Quando terminaram, Rose deixou o corpo relaxar, sentindo uma resistência ao desgrudar-se
dele. Não saiu de cima do homem. Sentou-se sobre seu peito, junto ao pescoço, como se fosse
uma montaria, comprimindo o rosto dele entre as coxas. Permaneceu um tempo nessa posição,
deixando-o sentir o cheiro ácido do sexo. Recomeçou devagar, esfregando a boceta em todo o
seu corpo, deslizando pelo suor. Não era capaz de dizer quanto tempo ficou assim, nem quanto
tempo depois sentiu o pau do homem intumescer, mas não o suficiente para uma penetração.
Continuou se esfregando. Agora ambos suavam abundantemente. O homem tentava
voluntariamente uma ereção, mas o esforço parecia inútil. Ajoelhada, com a cabeça do homem
entre as coxas, Rose lubrificava vaginalmente seu rosto, deixando que o nariz a penetrasse até
sentir que ele perdia a respiração. Sem sair do lugar, girou o corpo, enfiou a cabeça entre as
pernas do homem, lambendo e chupando, até obter uma ereção suficiente para sentar-se
novamente sobre ele. Tinha que manter o movimento ritmado, lentamente para não perder a
posição. O tempo parou. Havia apenas um movimento circular acompanhando o ritmo
compassado do corpo. O homem, músculos retesados, veias do pescoço saltadas, parecia
espremer-se como uma fruta oferecendo seu suco. O colchonete estava inteiramente molhado.

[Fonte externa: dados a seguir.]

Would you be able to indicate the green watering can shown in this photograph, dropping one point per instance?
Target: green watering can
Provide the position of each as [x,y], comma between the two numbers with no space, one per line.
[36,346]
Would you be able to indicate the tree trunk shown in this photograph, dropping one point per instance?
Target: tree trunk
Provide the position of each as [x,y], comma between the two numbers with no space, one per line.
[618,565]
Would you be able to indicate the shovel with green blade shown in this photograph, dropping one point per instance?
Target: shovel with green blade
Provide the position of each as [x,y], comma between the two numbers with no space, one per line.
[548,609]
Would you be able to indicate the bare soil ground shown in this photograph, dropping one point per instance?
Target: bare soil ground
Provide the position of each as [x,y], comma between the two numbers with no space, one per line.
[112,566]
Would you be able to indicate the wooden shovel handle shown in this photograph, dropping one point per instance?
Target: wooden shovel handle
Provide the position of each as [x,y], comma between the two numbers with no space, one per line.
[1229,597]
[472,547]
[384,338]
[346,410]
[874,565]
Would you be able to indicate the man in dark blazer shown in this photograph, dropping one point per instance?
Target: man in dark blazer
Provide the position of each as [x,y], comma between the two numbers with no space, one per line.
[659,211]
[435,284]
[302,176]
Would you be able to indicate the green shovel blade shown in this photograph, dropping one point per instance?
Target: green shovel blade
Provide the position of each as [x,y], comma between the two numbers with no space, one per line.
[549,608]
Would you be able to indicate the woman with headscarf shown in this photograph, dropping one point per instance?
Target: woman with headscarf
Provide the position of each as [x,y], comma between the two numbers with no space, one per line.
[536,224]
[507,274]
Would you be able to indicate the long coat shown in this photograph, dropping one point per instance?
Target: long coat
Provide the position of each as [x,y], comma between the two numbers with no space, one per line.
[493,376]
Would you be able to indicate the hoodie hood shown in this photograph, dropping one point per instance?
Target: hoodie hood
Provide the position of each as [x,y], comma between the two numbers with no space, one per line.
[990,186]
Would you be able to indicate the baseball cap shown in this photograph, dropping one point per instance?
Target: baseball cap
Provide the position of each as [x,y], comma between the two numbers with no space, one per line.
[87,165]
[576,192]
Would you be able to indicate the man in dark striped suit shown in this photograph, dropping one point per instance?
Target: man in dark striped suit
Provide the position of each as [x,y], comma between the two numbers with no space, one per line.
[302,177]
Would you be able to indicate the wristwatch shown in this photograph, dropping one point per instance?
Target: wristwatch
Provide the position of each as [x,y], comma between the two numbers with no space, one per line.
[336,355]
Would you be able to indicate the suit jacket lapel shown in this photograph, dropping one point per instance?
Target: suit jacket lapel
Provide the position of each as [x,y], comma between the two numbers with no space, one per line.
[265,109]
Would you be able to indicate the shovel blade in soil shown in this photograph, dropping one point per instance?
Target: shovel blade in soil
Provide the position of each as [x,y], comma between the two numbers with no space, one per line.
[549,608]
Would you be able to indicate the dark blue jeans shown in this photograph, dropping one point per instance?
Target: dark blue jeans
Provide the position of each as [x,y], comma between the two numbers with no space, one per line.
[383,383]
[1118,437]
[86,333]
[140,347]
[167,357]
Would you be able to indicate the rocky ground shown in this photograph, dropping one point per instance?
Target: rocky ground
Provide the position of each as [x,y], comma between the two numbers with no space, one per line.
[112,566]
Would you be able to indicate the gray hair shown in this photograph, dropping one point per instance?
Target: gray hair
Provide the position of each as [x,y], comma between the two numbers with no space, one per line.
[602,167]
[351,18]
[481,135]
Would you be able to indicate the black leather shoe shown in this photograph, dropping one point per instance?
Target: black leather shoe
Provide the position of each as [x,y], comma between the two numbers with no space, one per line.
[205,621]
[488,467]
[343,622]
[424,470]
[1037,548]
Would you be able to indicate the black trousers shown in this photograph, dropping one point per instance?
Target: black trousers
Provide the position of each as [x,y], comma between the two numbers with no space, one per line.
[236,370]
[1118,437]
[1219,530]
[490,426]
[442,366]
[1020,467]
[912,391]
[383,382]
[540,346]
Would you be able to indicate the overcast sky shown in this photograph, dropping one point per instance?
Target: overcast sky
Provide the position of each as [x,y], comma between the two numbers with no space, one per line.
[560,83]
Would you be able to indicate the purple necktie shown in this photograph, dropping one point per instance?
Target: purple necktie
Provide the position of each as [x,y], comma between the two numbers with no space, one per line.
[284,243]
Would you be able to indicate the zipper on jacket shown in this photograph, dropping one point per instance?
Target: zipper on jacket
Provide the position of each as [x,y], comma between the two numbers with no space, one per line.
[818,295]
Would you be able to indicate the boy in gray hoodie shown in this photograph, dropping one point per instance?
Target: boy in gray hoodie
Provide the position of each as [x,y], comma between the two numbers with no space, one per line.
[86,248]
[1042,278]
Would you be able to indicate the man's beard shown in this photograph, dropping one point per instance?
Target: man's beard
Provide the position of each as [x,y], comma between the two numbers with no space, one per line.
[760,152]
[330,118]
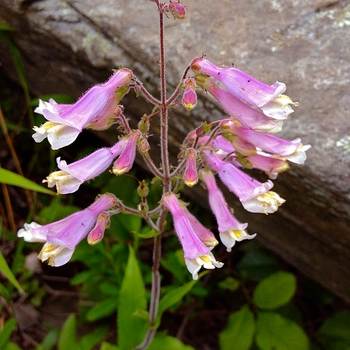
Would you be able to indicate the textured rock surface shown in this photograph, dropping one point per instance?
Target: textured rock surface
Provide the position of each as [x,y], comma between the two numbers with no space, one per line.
[69,45]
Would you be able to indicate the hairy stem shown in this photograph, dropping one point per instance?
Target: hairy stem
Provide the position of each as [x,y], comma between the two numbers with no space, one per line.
[155,291]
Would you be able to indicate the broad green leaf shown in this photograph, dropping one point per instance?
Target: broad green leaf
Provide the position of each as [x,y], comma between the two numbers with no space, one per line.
[276,332]
[275,290]
[239,331]
[132,297]
[12,346]
[257,264]
[5,27]
[9,178]
[102,309]
[49,341]
[230,284]
[108,346]
[174,296]
[67,338]
[335,329]
[6,271]
[88,341]
[6,331]
[165,342]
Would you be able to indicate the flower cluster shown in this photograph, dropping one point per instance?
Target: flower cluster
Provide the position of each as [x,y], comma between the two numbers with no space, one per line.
[244,139]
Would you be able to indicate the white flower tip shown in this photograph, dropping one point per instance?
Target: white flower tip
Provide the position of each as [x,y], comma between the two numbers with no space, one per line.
[266,203]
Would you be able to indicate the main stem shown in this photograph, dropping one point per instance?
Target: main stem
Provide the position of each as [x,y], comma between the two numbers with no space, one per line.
[155,290]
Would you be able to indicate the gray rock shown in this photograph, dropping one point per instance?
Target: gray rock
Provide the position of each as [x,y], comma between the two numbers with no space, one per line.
[69,45]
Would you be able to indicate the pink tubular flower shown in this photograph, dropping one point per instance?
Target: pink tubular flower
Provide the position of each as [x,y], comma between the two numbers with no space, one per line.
[190,176]
[124,163]
[266,142]
[189,97]
[271,165]
[70,176]
[195,239]
[239,110]
[61,237]
[240,84]
[243,186]
[230,229]
[65,122]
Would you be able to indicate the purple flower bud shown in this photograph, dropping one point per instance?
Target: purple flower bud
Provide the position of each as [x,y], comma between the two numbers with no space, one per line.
[96,234]
[126,160]
[177,10]
[190,175]
[62,236]
[189,97]
[65,122]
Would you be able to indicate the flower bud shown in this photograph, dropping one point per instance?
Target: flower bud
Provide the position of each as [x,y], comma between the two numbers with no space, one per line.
[189,98]
[124,163]
[190,174]
[143,189]
[177,10]
[96,234]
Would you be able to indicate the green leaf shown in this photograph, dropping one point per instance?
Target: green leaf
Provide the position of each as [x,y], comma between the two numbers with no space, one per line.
[174,296]
[108,346]
[68,338]
[335,328]
[102,309]
[6,271]
[275,290]
[230,284]
[162,342]
[9,178]
[132,297]
[6,332]
[12,346]
[257,264]
[276,332]
[239,331]
[88,341]
[49,341]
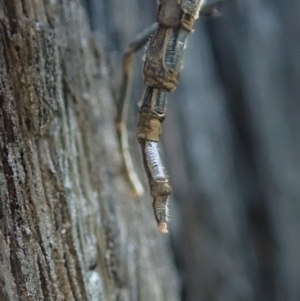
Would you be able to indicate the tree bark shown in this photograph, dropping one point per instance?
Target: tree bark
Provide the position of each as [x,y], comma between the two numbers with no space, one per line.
[70,229]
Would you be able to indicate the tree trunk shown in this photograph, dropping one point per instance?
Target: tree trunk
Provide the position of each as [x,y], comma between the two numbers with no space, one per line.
[70,229]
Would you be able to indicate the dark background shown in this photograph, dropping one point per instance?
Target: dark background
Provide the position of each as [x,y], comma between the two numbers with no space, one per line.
[231,145]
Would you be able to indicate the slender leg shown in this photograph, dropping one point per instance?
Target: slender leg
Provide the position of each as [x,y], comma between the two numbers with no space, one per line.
[163,62]
[122,108]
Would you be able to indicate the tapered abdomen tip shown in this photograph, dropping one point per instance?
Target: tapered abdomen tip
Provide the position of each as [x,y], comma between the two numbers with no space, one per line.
[162,227]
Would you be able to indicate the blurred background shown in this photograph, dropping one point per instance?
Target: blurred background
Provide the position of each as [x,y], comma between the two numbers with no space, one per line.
[230,142]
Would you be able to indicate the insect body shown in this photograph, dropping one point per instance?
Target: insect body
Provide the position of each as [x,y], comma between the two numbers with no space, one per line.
[163,62]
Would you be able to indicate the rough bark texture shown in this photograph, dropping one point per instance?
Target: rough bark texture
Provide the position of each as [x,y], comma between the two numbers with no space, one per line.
[69,229]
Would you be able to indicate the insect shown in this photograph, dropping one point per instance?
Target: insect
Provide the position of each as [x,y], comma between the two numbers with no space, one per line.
[162,65]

Gozaram em meio a grunhidos e resfolegamentos. Rose caiu sobre o assoalho. Seu colchonete
deslizara para longe. Sentiu o frescor agradável da madeira sob o corpo. Ficou olhando para o
teto durante alguns minutos, o homem estava quieto ao seu lado. O suor já secara inteiramente
quando voltou-se para ele, precisava ir ao banheiro. Ajoelhou-se ao seu lado e seu rosto estava
azulado. Procurou sua respiração, estava morto.

10
Espinosa acordou com o telefone tocando. Deitado no divã da sala, completamente
vestido, procurava o aparelho enquanto pensava em Rose transmitindo ordens do sequestrador.
Não percebeu imediatamente que era dia. Só despertou inteiramente quando ouviu a voz do
delegado de plantão falando seu nome.
— Espinosa, desculpe te acordar a essa hora, mas tem uma ocorrência perto da sua casa.
Uma mulher foi encontrada gritando dentro de um apartamento, algemada a um cara morto, os
dois inteiramente nus e a mulher repete sem parar que quer falar com o inspetor Espinosa da
1aDP.
O endereço era na rua Barata Ribeiro, realmente perto da sua casa. Eram seis horas da
manhã.
Prédio antigo, com mais de uma centena de apartamentos de quarto e sala conjugados,
endereço conhecido do submundo de Copacabana. Dois carros-patrulha da PM estavam parados
na calçada em frente à portaria e dois policiais tomavam café no botequim ao lado. Espinosa
perguntou qual era o andar e se a moça ainda estava lá. Na portaria do prédio pessoas saíam
não para mais um dia de trabalho, mas de mais uma noitada com parceiros anônimos. Subiu no
elevador com um soldado de uma das guarnições estacionadas em frente da portaria.
— Porra, o cara morreu como eu queria morrer, só não entendi por que as algemas.